When the “big one” that every Californian knows to expect finally strikes, the rest of the nation will be on the hook for an avalanche of defaults. In a matter of seconds, tens of thousands of mortgages held by Fannie and Freddie could see their collateral destroyed. The GSEs, whose obligations are backed by American taxpayers, will have little recourse to regain their investments.

It’s therefore fair to say that Fannie and Freddie are implicitly insuring for free the homes of Californians who refuse to buy earthquake coverage for themselves. The scale of the earthquake subsidy to California is massive. Insurance broker Aon Benfield estimated in an August 2011 report to the Federal Reserve Bank of Atlanta that U.S. taxpayers currently are providing a $100 billion subsidy to the GSEs for the cost of their earthquake risk, about half of which can be attributed to California.

So long as Californians continue to lack any practical incentive to buy earthquake insurance, they will continue to pursue the risky development practices and public-policy decisions that have led to the current state of affairs.
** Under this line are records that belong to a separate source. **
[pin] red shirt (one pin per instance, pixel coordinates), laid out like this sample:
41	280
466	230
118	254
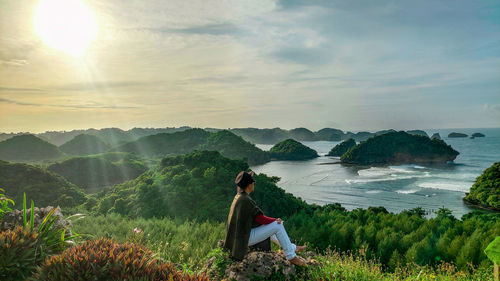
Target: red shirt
261	219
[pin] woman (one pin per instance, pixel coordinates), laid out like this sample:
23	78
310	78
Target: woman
247	225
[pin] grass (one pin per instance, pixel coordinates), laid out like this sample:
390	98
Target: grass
188	243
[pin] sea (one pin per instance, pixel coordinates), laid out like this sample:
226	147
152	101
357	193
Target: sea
396	188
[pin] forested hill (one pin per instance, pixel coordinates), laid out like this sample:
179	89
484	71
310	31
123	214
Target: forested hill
399	148
84	145
229	144
486	190
115	136
95	172
25	148
44	187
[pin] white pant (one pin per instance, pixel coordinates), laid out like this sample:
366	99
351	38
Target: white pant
277	233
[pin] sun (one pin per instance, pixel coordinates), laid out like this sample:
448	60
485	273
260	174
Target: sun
66	25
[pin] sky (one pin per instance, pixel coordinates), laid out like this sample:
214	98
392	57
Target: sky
352	65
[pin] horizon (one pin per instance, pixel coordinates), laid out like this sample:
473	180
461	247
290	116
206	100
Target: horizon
266	63
204	128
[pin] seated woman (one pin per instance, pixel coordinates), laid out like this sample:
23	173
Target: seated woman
247	225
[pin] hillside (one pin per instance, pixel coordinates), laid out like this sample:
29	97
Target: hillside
196	185
235	147
164	144
342	148
485	192
399	148
224	141
292	150
97	171
44	187
84	145
25	148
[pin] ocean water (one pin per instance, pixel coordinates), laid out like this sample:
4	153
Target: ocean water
394	187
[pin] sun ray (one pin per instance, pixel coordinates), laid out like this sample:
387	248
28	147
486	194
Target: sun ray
66	25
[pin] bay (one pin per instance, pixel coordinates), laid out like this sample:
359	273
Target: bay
394	187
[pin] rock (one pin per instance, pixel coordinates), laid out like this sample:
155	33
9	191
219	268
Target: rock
265	265
457	135
436	136
399	148
11	219
291	149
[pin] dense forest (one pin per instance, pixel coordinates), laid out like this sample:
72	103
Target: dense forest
85	145
96	171
47	188
486	190
342	148
28	148
291	149
399	148
194	189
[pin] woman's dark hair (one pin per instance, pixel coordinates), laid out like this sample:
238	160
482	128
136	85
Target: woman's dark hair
243	179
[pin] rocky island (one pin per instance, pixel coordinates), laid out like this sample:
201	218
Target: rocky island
291	149
485	192
342	147
457	135
399	148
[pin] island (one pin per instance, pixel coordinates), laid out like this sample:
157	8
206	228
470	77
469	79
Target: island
342	147
457	135
436	136
485	192
291	149
399	148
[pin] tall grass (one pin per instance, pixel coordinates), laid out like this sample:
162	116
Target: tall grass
186	243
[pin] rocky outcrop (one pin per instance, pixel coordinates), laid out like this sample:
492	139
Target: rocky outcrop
399	148
457	135
256	265
436	136
342	148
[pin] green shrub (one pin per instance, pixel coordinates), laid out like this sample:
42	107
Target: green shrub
23	248
19	257
104	259
4	204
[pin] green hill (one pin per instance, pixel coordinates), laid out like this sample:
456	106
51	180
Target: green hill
27	148
485	192
342	147
226	142
197	185
97	171
161	145
235	147
84	145
44	187
292	150
399	148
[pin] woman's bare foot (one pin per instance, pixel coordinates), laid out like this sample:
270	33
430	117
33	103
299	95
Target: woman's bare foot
298	261
299	249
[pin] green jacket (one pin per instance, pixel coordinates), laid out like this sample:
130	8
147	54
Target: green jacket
239	223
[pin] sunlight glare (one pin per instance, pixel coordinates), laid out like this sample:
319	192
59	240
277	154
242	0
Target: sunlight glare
65	25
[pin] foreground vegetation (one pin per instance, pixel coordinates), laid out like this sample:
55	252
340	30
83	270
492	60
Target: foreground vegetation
486	190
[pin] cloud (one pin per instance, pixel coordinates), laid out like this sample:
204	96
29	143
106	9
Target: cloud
13	62
88	105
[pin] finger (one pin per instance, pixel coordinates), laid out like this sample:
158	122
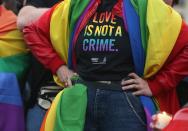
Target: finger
129	82
69	82
133	86
133	75
151	125
154	117
138	93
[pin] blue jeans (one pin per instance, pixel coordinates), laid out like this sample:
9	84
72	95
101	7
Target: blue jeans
109	110
35	117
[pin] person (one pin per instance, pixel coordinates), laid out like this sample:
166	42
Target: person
103	43
14	64
42	88
161	121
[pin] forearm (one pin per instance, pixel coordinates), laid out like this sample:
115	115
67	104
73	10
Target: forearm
28	15
175	68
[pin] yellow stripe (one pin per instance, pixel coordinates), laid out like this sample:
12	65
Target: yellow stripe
50	119
59	25
12	43
164	25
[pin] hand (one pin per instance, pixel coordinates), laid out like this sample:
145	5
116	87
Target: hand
65	74
160	121
140	85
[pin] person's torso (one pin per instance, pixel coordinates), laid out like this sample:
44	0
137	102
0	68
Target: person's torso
103	50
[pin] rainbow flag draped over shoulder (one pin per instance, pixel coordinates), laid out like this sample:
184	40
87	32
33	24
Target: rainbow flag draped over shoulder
153	28
13	65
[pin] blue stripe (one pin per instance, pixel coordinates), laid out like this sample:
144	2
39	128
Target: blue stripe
9	89
133	25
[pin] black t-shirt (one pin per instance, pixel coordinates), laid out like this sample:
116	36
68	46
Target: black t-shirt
103	49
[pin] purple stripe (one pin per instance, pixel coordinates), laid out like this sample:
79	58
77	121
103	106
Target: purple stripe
83	14
11	118
148	116
9	89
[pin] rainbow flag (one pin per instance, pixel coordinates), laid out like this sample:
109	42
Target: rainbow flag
153	27
14	62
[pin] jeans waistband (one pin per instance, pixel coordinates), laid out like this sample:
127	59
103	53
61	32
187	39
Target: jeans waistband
104	85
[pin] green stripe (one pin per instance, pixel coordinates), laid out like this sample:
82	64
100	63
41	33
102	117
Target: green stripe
141	8
76	9
71	108
17	64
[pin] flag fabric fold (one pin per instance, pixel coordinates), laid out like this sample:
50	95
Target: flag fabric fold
150	35
14	62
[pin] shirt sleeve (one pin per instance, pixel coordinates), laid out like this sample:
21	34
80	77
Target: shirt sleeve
37	37
176	67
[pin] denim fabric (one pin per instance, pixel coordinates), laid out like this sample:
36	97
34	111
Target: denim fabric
109	110
35	116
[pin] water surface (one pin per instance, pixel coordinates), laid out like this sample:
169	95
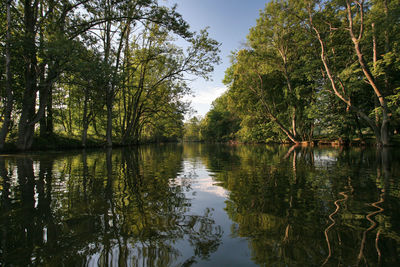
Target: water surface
201	205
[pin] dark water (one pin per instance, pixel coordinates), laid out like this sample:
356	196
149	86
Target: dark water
201	205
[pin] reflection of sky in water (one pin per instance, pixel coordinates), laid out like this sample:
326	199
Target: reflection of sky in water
325	158
206	194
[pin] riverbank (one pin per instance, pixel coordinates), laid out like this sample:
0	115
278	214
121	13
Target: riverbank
60	142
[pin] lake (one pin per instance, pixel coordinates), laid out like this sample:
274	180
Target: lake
201	205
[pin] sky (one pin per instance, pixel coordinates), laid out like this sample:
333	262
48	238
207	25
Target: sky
229	22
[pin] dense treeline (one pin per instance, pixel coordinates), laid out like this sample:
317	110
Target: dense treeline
312	69
107	69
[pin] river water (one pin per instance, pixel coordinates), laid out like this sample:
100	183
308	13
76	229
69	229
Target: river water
201	205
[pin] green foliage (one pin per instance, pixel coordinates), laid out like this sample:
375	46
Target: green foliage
101	69
281	89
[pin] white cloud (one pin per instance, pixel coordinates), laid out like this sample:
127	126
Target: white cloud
202	99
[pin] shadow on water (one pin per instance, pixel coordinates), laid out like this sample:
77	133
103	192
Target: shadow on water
311	207
295	206
108	209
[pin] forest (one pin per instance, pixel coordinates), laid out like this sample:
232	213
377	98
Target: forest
114	72
102	71
312	70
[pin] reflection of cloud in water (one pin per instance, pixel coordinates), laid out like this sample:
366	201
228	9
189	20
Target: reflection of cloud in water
325	158
196	175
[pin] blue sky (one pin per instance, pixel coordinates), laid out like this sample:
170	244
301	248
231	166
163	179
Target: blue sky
229	22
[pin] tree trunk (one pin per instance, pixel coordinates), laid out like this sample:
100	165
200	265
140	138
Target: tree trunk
25	129
109	120
49	109
85	121
9	94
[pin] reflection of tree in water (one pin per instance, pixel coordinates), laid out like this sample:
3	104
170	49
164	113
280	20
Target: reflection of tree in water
297	209
108	209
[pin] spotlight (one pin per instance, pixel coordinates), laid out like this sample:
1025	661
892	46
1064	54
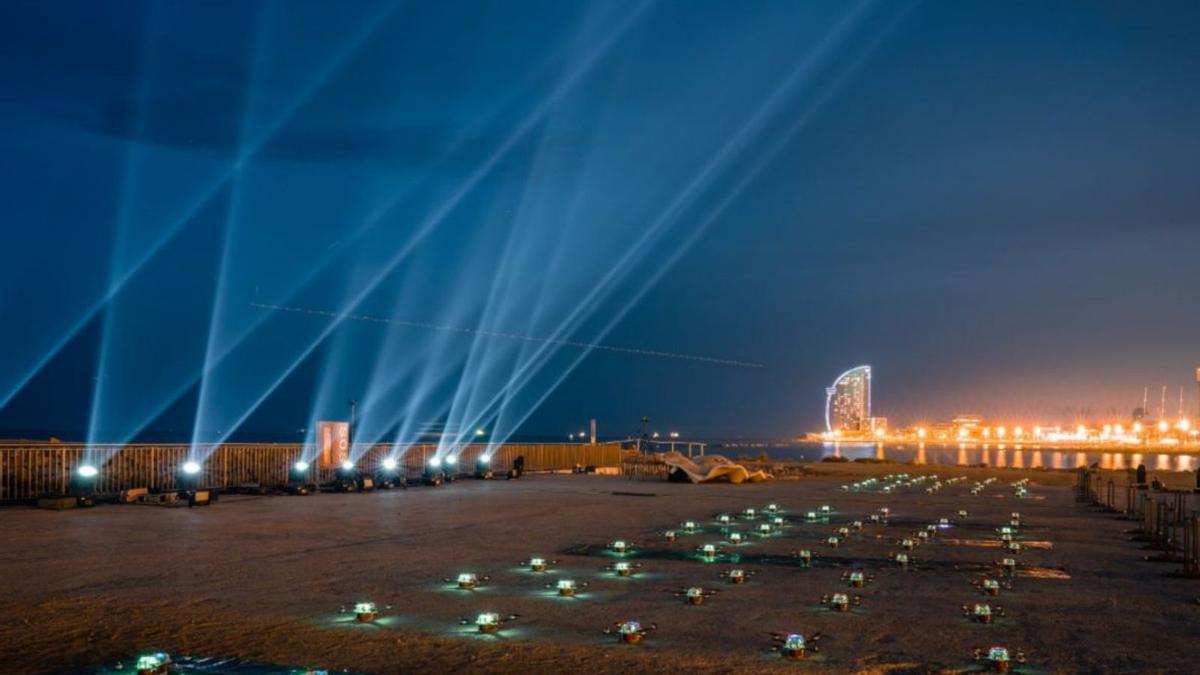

More disconcerting still, a major earthquake in California presents a real risk of triggering a shock to the nation’s entire financial system.

If there were ever an area worthy of a federal effort to check California, it would be to curtail its reckless willingness to unload its earthquake risk onto the other states. But what can be done?

For one, the Federal Housing Finance Agency, the regulator overseeing the GSEs, could propose rules requiring the GSEs to only purchase mortgages that carry earthquake insurance if the underlying property faces significant earthquake risk. Alternatively, the FHFA could order the GSEs to track the uninsured mortgage risk attached to mortgages in their portfolios, and to offer transparent disclosures quantifying for investors how much of that risk is embodied in the underlying collateral of mortgage securities the GSEs bring to market.

In this way, institutional investors like pension funds and foreign governments will be able to quantify their exposure to California earthquake risk and make more educated decisions about what sort of returns to demand on those investments.

President Trump’s twin concerns about “bad deals” and Californians running wild meet squarely in the state’s approach to managing its earthquake risk. It is well past time for the residents of the Golden State to pay for their own risks.